Par jugement du 10 juillet 2019, le tribunal de commerce de Marseille a prononcé la liquidation judiciaire de la SARL Les Accates et son fonds de commerce a été racheté aux enchères publiques par la SAS Chudo le 10 juillet 2020.
Par un premier avenant du 1er septembre 2020, la SCI Zapa a indiqué poursuivre le bail en cours concernant les locaux susvisés à la SAS Chudo jusqu’à son terme fixé au 31 août 2022, aux mêmes clauses et conditions, à l’exception du loyer révisé à la date du 1er septembre 2019 correspondant à l’échéance d’une période triennale, et après révision, ce qui portait le loyer annuel à la somme de 15 600 euros hors taxes (HT) et hors charges locatives.
Par acte notarié en date du 3 juin 2021, la SCI Zapa a cédé à Mme [R] [B] et M. [G] [X] la pleine propriété de l’ensemble immobilier, en ce compris le local commercial susvisé.
Par un deuxième avenant du 15 juin 2021, il a été convenu que Mme [R] [B] et M. [G] [X] devenaient les bailleurs des locaux commerciaux loués à la SAS Chudo, toutes les clauses et conditions du bail du 1er septembre 2013 et son premier avenant du 1er septembre 2020 restant inchangés.
Des difficultés de paiement sont apparues avant l’expiration du bail, et postérieurement, et plusieurs mises en demeure par courriers, puis plusieurs commandements de payer ont été délivrés le 5 novembre 2021, le 28 janvier 2022, le 15 septembre 2022 et le 21 septembre 2022.
Par acte du 3 avril 2023, Mme [R] [B] et M. [G] [X] ont fait délivrer à la SAS Chudo un commandement de payer la somme de 7 855,51 euros au titre d’un arriéré de loyers et charges, outre les frais de l’acte, en visant la clause résolutoire insérée au bail et à ses avenants.

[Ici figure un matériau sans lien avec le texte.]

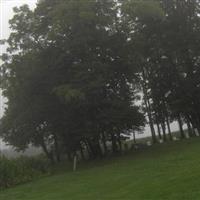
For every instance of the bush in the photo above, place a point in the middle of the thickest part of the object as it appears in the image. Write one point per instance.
(21, 170)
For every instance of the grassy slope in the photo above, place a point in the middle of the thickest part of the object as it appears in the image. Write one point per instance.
(168, 171)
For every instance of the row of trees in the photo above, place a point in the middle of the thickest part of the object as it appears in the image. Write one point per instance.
(73, 71)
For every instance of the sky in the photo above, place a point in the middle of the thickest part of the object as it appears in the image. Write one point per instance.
(6, 13)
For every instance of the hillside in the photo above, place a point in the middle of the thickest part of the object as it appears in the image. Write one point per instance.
(167, 171)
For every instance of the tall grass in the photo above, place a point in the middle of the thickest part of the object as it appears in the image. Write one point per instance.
(21, 170)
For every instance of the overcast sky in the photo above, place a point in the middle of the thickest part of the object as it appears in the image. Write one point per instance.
(6, 13)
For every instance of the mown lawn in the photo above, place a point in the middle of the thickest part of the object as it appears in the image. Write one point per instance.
(167, 171)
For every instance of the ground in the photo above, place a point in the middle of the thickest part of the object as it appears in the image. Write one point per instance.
(165, 171)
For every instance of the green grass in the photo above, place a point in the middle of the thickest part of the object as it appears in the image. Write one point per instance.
(167, 171)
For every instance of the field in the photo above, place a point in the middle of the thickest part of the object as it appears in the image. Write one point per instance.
(167, 171)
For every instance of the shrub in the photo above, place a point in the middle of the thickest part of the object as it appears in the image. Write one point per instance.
(22, 169)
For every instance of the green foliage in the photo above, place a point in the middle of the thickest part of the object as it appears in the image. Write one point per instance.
(21, 170)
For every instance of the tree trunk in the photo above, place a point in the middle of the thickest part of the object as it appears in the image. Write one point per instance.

Faisant valoir que ce dernier commandement était resté infructueux, Mme [R] [B] et M. [G] [X] ont fait assigner la SAS Chudo, par acte de commissaire de justice en date du 11 juillet 2023, devant le juge des référés du tribunal judiciaire de Marseille aux fins de voir principalement constater la résiliation du bail, d’ordonner son expulsion et de la condamner à leur verser diverses sommes à titre provisionnel.

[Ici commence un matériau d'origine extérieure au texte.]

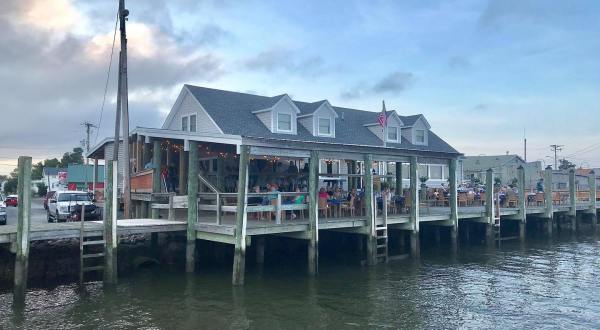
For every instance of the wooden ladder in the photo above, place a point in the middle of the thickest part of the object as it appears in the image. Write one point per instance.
(85, 245)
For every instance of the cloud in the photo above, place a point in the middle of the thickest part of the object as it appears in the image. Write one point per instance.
(285, 60)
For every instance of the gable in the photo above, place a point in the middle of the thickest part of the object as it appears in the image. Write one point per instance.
(185, 106)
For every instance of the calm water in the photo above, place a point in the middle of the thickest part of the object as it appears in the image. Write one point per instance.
(541, 284)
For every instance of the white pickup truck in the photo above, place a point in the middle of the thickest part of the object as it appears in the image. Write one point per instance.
(63, 203)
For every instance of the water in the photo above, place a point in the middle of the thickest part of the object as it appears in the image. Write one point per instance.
(541, 284)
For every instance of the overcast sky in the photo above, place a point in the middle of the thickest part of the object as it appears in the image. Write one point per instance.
(482, 72)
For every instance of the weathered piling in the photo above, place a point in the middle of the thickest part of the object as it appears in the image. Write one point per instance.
(23, 226)
(192, 217)
(239, 257)
(110, 224)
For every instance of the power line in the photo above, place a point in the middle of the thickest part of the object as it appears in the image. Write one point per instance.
(112, 50)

La SAS Chudo, assignée à sa personne, n’a pas comparu.
Par ordonnance réputée contradictoire en date du 27 septembre 2023, le juge des référés du tribunal judiciaire de Marseille a :
— constaté la résiliation de plein droit du bail commercial conclu le 20 mars 2013 et modifié le 1er septembre 2020 et le 15 juin 2021 entre Mme [R] [B] et M. [G] [X] et la SAS Chudo , à la date du 3 mai 2023,
— ordonné, à défaut de restitution volontaire des lieux dans le mois de la signification de l’ordonnance, l’expulsion de la SAS Chudo et de tout occupant de son chef des lieux loués situés [Adresse 1], avec le concours de la force publique, en tant que de besoin,
— condamné la SAS Chudo à payer à Mme [R] [B] et M. [G] [X] une indemnité d’occupation provisionnelle de 1 582 euros par mois, provision sur charges incluse, à compter du 3 mai 2023 et jusqu’à la libération effective des lieux,
— condamné la SAS Chudo à payer à Mme [R] [B] et M. [G] [X] la somme provisionnelle de 12 435 euros à valoir sur l’arriéré de loyers, de charges, d’indemnité d’occupation, arrêtés au 31 août 2023, avec intérêts au taux légal à compter du commandement de payer du 3 avril 2023 sur les sommes commandées et à compter de l’assignation pour le surplus,
— condamné la SAS Chudo à payer à Mme [R] [B] et M. [G] [X] une indemnité de 1 000 euros sur le fondement de l’article 700 du code de procédure civile,
— condamné la SAS Chudo aux dépens comprenant le coût du commandement de payer du 3 avril 2023.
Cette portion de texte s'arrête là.